En ja, zo zijn er dingen waar ik baas ben, maar er zijn net zo goed dingen waar moeder, de vrouw baas is. En één van de dingen waar zij baas is, is de keuken, en ja, zij maakt er een erezaak van om goed en lekker te koken voor haar man, voor mij dus. Dat is zelfs één van de dingen waar ze fier op is, en waar ik niet nalaat haar regelmatig lof toe te zwaaien, want in een goede relatie moet je elkaar ook wel eens ophemelen. Eigenlijk denk ik dat, mocht ik het gaan afwegen, we ongeveer evenveel dingen hebben waar we "baas" zijn, alleen, wij zien het niet als baas zijn, wij ervaren het niet als baas zijn, we hebben gewoon het meest perfecte evenwicht gevonden om samen te leven in een knus gezin.

Als ik de "figuur van het jaar" zou moeten aanduiden, dan zou ik wellicht mijn vrouw daar zetten. En die titel zou in die zin verkeerd zijn, dat ze niet de figuur van het jaar is, maar de figuur van mijn leven, van ons gezin.

Is mijn vrouw bijzonder ? Nee, ik denk het niet, ik denk dat ze gewoon de vrouw is waar ik bij pas en die bij mij past. Ze is wellicht bijzonder in die zin dat ik wellicht geen ander zou kunnen vinden die zo perfect past.
Dat is niet zo als je elkaar leert kennen, dat is niet zo in het begin dat je gehuwd bent, dat komt zo, dat groeit zo. Het huwelijk is als een schoen, hij past pas perfect als je er al een tijd mee hebt gelopen, als je er al eens mee door een regenbui liep...

En ik wens ieder mens, man en vrouw, het geluk !
En dat geluk ligt echt niet in het opnemen van een rol, maar gewoon in het jezelf zijn, en je zelf vormen naar de partner, en de partner naar jou.
Geluk, daar moet je in groeien.

Gisteren hebben we samen een heerlijke dag gehad, we zijn samen naar Floralux gegaan, planten gekocht voor de tuin, samen bedisseld wat waar kan staan, wat we graag zien. en dan zijn we gezellig gaan eten, iets wat voor de dame die zo graag kookt, een hemels gebeuren is.

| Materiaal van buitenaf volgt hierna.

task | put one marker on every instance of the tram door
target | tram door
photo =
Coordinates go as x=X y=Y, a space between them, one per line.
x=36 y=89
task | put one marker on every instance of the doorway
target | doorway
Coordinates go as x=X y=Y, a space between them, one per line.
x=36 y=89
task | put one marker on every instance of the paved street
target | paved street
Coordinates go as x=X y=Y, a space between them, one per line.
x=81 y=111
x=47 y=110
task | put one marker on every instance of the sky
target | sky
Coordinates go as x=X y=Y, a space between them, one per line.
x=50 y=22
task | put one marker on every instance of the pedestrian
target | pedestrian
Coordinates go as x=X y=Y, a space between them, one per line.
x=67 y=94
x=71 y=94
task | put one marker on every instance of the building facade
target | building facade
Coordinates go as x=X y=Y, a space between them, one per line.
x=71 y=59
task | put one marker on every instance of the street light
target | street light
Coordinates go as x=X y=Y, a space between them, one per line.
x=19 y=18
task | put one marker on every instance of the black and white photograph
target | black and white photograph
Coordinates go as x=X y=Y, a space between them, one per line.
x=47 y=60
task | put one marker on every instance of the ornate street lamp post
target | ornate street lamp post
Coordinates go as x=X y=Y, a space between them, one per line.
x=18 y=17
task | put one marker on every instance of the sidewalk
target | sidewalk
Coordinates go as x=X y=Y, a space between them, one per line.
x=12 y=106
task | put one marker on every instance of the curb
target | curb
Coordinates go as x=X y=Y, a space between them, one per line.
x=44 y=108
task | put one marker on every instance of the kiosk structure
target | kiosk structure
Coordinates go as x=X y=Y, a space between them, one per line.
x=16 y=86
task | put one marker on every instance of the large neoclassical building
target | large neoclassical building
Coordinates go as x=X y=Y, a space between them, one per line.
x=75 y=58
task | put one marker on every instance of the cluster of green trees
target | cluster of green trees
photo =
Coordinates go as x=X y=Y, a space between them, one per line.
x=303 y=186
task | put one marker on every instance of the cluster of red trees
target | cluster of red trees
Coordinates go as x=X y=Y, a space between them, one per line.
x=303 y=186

Eens proeven van hoe een ander het doet.

We zijn alle twee naar huis gekomen met een rug vol pijn en een hart vol geluk.

Tot de volgende ?

woensdag, mei 06, 2015

Waaiende wind

Het waait, niet zo maar, een stevige bries, die heel wat van het jong gebladerte van de pas oplevende bomen af rukt en dat gaat gepaard met flinke buien, niet zo maar van die malse lenteregen, maar fikse stortbuien...
Gisterenmiddag vond mijnen teerbeminde gade het nuttig ende nodig om te gaan winkelen.
We vertrokken onder een waterig zonneke, die nu en dan schuil ging onder voortijlende slierten donkere wolken.
Net toen we de parking van de winkel op reden begon het te regenen. Niet zo maar regenen, een fikse bui. Ik kan niet rennen, dus trippelde ik, zo vlug ik kon naar de ingang van de winkel, en ik mag nog niet klagen, want Anny ijlde eerst naar de parking van de winkelwagentjes, en kwam dan haastig, haastig (ook zij kan niet meer rennen - onze rug laat dit niet meer toe) naar de winkel gesneld.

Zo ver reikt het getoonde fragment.